Chief Thomas Grimaldi said the department has maintained as least four police canines over the last several years. Recently a decision was made to focus on narcotic detection dogs due to a lack of adequate dual-purpose training opportunities and the fact that almost 94% of incidents involving the police canines are for narcotic sniffs as opposed to other police canine functions.
“It is simply an example of reallocating our resources to where we are using them and to make more efficient and effective use of those resources,” the chief said.
The department has agreements with the Volusia County Sheriff’s Office to provide patrol dogs or bloodhounds for tracking.
“Unfortunately, illicit drugs are in every city and town in our country,” Chief Grimaldi said. “Port Orange is no different. Our nation is currently in the deadly grip of an opioid epidemic, costing people their lives and those of their loved ones. It has had an effect on everyone, either directly or indirectly.
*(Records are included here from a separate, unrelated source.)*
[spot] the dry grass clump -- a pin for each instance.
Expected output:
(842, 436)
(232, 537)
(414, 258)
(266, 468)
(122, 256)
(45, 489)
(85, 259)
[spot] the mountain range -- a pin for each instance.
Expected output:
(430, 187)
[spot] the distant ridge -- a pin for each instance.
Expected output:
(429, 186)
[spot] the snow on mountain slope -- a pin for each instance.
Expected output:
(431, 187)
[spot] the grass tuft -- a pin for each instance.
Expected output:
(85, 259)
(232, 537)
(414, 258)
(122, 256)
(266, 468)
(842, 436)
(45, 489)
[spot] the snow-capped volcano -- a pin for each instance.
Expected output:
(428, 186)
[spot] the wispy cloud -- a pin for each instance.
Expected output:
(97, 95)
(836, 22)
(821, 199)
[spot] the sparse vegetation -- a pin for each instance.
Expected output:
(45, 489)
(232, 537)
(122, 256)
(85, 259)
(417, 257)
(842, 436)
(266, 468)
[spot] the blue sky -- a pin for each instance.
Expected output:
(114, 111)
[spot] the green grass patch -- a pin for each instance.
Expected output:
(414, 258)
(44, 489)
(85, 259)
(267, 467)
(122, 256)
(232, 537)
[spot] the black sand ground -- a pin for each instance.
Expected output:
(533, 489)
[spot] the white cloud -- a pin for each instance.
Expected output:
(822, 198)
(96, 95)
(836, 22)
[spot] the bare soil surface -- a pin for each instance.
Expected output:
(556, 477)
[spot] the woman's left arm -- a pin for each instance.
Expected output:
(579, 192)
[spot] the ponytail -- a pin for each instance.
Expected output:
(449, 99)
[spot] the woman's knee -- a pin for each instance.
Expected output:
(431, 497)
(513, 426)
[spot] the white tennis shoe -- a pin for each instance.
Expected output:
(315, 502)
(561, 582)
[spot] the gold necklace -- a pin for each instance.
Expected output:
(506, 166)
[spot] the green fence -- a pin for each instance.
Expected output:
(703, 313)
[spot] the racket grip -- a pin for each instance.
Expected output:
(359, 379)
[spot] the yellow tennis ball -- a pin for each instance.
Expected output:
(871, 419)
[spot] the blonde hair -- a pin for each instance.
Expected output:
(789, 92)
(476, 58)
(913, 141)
I would not say that Port Orange has a 'big problem,' but we would be naive to believe it does not exist in our city.”
The illicit drug trade and the use of drugs contributes to other crimes, often committed to fund a habit.
“So, while it is not a ‘big problem,' we realize that it exists as it does in every city and we want to get out in front of it by being proactive,” he said. “Our narcotic detection dogs help us achieve that goal.”
He added, “Removing those criminals from our community makes everyone safer, helps us achieve our mission and our canines can assist us with that.”